Toilets and changing facilities:
The Sage has 34 (award-winning... ooh!) disabled toilets on every level and includes a WC facility with tracking hoist, changing table & shower. The toilets are large and have plenty of manoeuvrability for electric wheelchairs, assistance dogs and carers.

The venue:
The Sage is split into a number of halls but the main one's used are Sage One and Sage Two. Sage One accommodates 20 wheelchair spaces over all floor levels which means that there is a variety of seat prices available - something which rarely happens in many other venues. I personally love going in either a box which is slightly raised from the floor, or, the circle near the back where there is plenty of space for myself and my assistance dog. Sage 2 is smaller with 4 wheelchair spaces but can accommodate more if needed.
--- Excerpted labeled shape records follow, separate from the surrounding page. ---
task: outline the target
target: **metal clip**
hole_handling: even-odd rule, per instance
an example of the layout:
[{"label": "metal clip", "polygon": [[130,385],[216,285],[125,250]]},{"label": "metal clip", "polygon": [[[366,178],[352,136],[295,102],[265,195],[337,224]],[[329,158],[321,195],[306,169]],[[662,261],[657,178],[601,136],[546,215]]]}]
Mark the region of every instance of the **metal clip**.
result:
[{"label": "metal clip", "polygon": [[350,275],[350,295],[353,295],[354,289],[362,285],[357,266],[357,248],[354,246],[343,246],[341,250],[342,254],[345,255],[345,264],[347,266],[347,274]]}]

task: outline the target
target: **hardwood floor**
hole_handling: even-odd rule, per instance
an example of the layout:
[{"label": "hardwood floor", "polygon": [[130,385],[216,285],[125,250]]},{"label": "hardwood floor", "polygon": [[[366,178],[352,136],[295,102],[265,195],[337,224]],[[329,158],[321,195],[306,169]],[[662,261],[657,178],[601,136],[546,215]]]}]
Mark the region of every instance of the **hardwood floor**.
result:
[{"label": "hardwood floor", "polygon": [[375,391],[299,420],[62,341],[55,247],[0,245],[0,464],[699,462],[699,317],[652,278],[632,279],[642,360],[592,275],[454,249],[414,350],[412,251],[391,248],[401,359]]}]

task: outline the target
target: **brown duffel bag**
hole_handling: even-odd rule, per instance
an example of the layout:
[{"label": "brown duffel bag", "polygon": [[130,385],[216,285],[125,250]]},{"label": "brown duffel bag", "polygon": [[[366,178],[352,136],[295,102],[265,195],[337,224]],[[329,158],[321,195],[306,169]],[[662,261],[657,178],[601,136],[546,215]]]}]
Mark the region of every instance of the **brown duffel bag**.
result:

The cafe at the Sage has a good range of food, which includes gluten-free options, but is often busy and has limited seating.

The staff:
The staff were the reason I wanted to blog about this venue. As per usual, Mum & I were running late but were escorted to our seats by 2 lovely men who introduced themselves and checked we were both ok. The bit which really got me was near the end of our concert the whole of the stalls got up on their feet to dance along to Michael Ball. I spotted a women in a wheelchair at the back get up and then get approached by a member of staff, my first thoughts were that it was going to be a health & safety problem as that's how it usually goes. But no. The member of staff recognised that even though she could stand up, standing for another 3/4 songs could cause her pain/payback and offered (then pushed) her to the very front of the stage where Michael Ball was singing. And honestly, I cried. It's what should happen but in over a decade being in a wheelchair I've never seen it happen, so thank you to all the staff for making it accessible to all. I must note too they were fantastic with my assistance dog, Spencer, by asking questions but respecting the fact he was working and I had such a smooth night I was over the moon.

Overall: A fantastically accessible venue with staff which are trained to a high standard in disability awareness. I wish they had a slightly wider range of music attending the Sage because of how easy this experience was for us, but, I'm glad I've had the opportunity to attend a number of concerts and talks hosted at the venue already.